Existen algunos tips que quisiera compartirles para que podamos iniciar este proceso con éxito.

 

  • Es más recomendable que comience a llevarse a cabo con mayor regularidad de los 3 años en adelante.
  • Es deseable que haya aprendido ya a controlar el no pasar alimentos o fluidos a la garganta y permanecer con ellos en la boca. Si esto aún no es posible para tu chiquito, puedes comenzar a hacerlo con sólo el cepillo, sin pasta de dientes, para que el hábito comience.
  • Procura tener, tanto un cepillo de cerdas suaves y cortas, como una pasta de dientes infantil (que no son para consumo, pero no hacen daño si la consumiera por accidente) atractivas para él o ella, de princesas, de piratas, de un personaje, del mismo color que papá o mamá.
  • Deja que te vean cepillarte y te imiten, No te fijes tanto en la técnica, mientras mantengas cuidado sólo en que no se lastime. Es más importante forjar el hábito.

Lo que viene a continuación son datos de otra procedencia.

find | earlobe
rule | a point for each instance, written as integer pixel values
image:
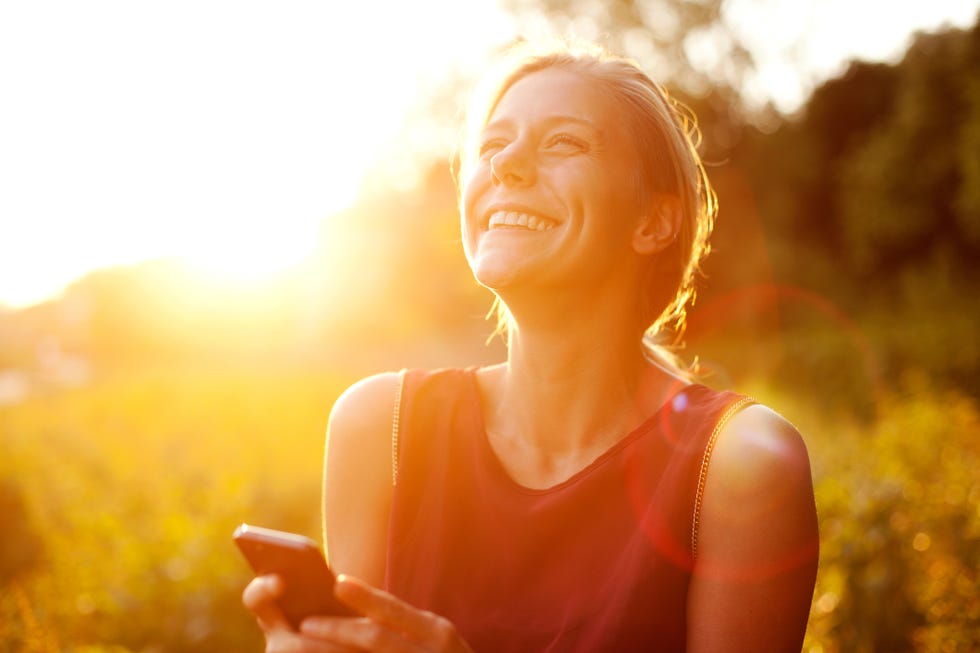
(659, 228)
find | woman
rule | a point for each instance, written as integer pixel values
(584, 495)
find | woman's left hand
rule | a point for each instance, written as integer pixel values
(389, 624)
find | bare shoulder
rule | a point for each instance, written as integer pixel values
(361, 409)
(757, 542)
(758, 450)
(357, 480)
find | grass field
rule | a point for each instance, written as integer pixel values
(120, 498)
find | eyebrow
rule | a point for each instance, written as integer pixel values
(549, 121)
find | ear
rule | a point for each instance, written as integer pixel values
(657, 229)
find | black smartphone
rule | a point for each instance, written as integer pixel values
(299, 561)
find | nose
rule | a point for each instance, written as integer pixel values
(513, 166)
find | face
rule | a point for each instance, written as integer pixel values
(550, 199)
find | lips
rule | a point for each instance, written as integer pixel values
(519, 220)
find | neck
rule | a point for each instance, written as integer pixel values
(574, 388)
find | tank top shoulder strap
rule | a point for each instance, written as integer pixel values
(736, 403)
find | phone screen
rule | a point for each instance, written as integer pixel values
(300, 563)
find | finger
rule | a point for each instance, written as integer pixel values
(357, 634)
(389, 610)
(259, 598)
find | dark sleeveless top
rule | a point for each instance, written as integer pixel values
(599, 562)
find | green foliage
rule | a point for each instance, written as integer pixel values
(900, 526)
(134, 487)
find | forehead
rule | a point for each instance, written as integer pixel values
(556, 92)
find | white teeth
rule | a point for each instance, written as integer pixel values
(515, 219)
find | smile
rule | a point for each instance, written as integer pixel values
(517, 220)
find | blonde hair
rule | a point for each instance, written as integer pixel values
(666, 138)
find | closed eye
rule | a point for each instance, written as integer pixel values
(491, 147)
(563, 142)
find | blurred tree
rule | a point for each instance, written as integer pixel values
(665, 36)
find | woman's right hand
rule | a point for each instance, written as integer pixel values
(259, 598)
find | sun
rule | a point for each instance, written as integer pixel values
(261, 252)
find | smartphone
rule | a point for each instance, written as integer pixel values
(299, 561)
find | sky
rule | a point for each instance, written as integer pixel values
(226, 132)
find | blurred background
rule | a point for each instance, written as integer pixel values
(214, 216)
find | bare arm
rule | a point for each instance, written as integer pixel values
(357, 481)
(757, 545)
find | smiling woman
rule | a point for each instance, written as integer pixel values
(586, 494)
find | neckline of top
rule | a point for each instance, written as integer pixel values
(648, 425)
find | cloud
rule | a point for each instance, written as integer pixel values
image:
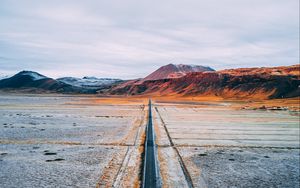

  • Ayúdale a colocar el cepillo de manera horizontal, a tomarlo con su mano y generar movimiento circulares suaves. No dejes que tenga cepillados fuertes u horizontales que puedan lastimar sus encías.
  • Conforme domine la práctica del cepillado, incorpora poco a poco un poco de pasta de dientes con flúor.
  • No olvides visitar al especialista en los dientes de los niños, un odontopediatra ante cualquier anomalía o sólo para una revisión.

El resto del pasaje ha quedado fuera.